For the love of god, or whatever you consider holy, PLEASE just write your own damn documentation. If all if your documentation is written by some intern or someone who doesn’t fully understand the code, you just get shitty documentation, and shitty documentation tends to be much worse than no documentation.
I’m already having flashbacks to the Unreal documentation with “the flurfity variable is the flurfity” -_-
Is that actually part of the docs?
There isn’t a specific “flurfity” variable in unreal (that I’ve seen, at this point I’d hardly be surprised), but there are SO MANY EXAMPLES of “<name that makes no intuitive sense> - is the <name>” in Unreal’s public documentation.
The only way to use Unreal under a public/individual license is to use their forums, which is mostly other people trying to experimentally figure out what stuff does alongside each other, or to work at a company that has the commercial license and can see the source code, so you figure it out and remember for your personal projects.
Admittedly, “the only way” is a bit of an exaggeration, but Unreal makes me unreasonably angry because of this 😅
Good point, make sure you include in that in the documentation
I have never understood the concept of making someone else write documentation than the person who created something.
Either the documentation is worthless because if it is not explained before then how should the other person know how it works, or it takes twice the amount of time as the developer needs to explain it to the documenter anyway.
Ironically, AI, not interns, seems to be the future of documentation for devs that actually give a rats ass about it. My brother (10+ YoE dev) recently discovered how nice running an isolated local AI model is for grunt work like this. According to him, it does a better job at creating summaries than even he can and it takes a fraction of the time.
I hope there is a legitimately workable model that can do that, if not now then soon, but I’m skeptical about its current usefulness given how many times every fork of GPT I’ve used gave inaccurate documentation or general information when I or coworkers tried asking.
I’m currently a tech intern. My job is basically to write the documentation and get older projects running locally. I spent over a week on this last one, fixing all sorts of errors, updating the readme to reflect the purpose, writing instructions on how to run the file, and when I finished my boss told me she accidentally gave me a file that is going to be deactivated.
That sounds about right. If it makes you feel better I had the result of the first year of my career thrown away when my manager left and nobody else cared about the project after that. Then I changed jobs and was put on a service that already had a shutdown date so there went the next 8 months.
relatable AF
No way! This literally me right now.
Oh god I can feel this energy
Catch ’em early, train ’em right.
I got a qa internship and was ecstatic that I didn’t have to do factory work anymore.

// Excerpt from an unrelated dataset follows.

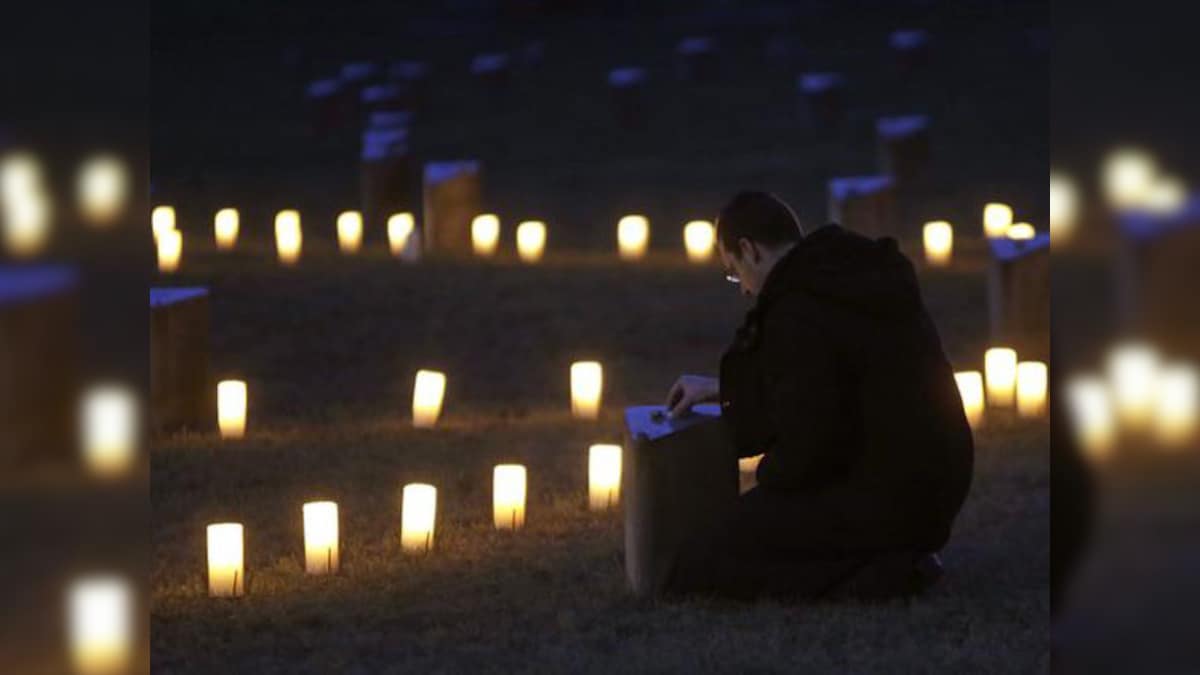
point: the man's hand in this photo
(689, 390)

First good meme in this sub
You guys have interns?
Have not seen any of those in LinkedIn in like ever.
Lies, I've seen them but so little and a lot of time in between. Most ads require juniors for full stack positions with senior experience. Over paid HR.

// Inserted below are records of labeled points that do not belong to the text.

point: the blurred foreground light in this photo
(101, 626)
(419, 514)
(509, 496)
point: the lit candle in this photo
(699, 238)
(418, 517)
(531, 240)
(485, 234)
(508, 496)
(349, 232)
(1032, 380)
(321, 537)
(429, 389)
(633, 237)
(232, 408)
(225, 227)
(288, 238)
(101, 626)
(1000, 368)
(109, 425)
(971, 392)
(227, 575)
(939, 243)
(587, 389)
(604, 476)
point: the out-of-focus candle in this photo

This reminds me of when a bunch of devs at my workplace told the new hire (first job of his) that he needed to visit HR to ask for the API key so he could use his computer.
Then the QA dude ruined it by saying “actually, you should go ask the CEO!” and it was obvious that it was just a prank.

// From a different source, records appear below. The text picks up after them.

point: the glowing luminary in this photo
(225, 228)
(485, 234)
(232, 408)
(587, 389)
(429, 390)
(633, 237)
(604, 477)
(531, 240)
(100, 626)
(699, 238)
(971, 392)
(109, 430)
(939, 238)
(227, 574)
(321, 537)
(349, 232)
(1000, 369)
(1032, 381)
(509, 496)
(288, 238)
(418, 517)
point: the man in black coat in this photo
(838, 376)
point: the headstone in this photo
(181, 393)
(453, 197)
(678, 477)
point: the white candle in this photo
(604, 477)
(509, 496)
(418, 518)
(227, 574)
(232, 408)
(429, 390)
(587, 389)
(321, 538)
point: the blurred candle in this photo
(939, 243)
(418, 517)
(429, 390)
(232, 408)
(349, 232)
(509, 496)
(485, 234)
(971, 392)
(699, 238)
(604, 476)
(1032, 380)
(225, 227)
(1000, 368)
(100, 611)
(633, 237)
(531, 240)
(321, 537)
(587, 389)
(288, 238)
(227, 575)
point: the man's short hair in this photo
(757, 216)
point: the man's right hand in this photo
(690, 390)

Imagine it's 2025 and they still use a human for doing the documentation. KEK
Hey! Someone gotta make the prompt!
You're a dick if the only assignments you give to your intern are documentation.
Here’s the onboarding documentation. It was written 7 years ago by a colleague no longer working here. If you find anything incomplete or outdated, please find help and make sure to update all the docs. With your fresh perspective you’re the man for this job! Good luck. Now if you’ll excuse me, that coffee isn’t gonna drink itself
Our interns are on a rotation program and literally had this happen from their last team. Ridiculous
Telling the interns to update the onboarding docs is a most noble tradition and I will not have you sully it.
That said, if nobody's joined the team in over six months or so, then the lead has to go through it before the intern arrives. Otherwise it's unfair.
What do you mean no one joined? Seniors who joined earlier knew better than to touch that.
My first task when I got my first job as an intern was to translate a 15 year old C++ program into Unity C#. I've never touched unity in my life. There was zero documentation or comments.
Bonus points that the team that worked on that project left the company over a decade ago.
Reading this made my blood boil lol cause I had this exact experience especially the "written long ago by someone no longer working here" and the "if you find it outdated, magically get help from people who don't know either or don't have time and update and verify it on your own" oh and I'll keep asking you for an eta every week cause thats the only thing I really do.
Dude I‘m so glad the company I started at isn‘t like this, they don‘t dump garbage projects on me nor do I have to clean up, I get easy for me to do but still educating and “fun“ projects!
Yeah I judge people who treat interns badly so hard… I also don’t take any interns so I’m basically a huge hypocrite.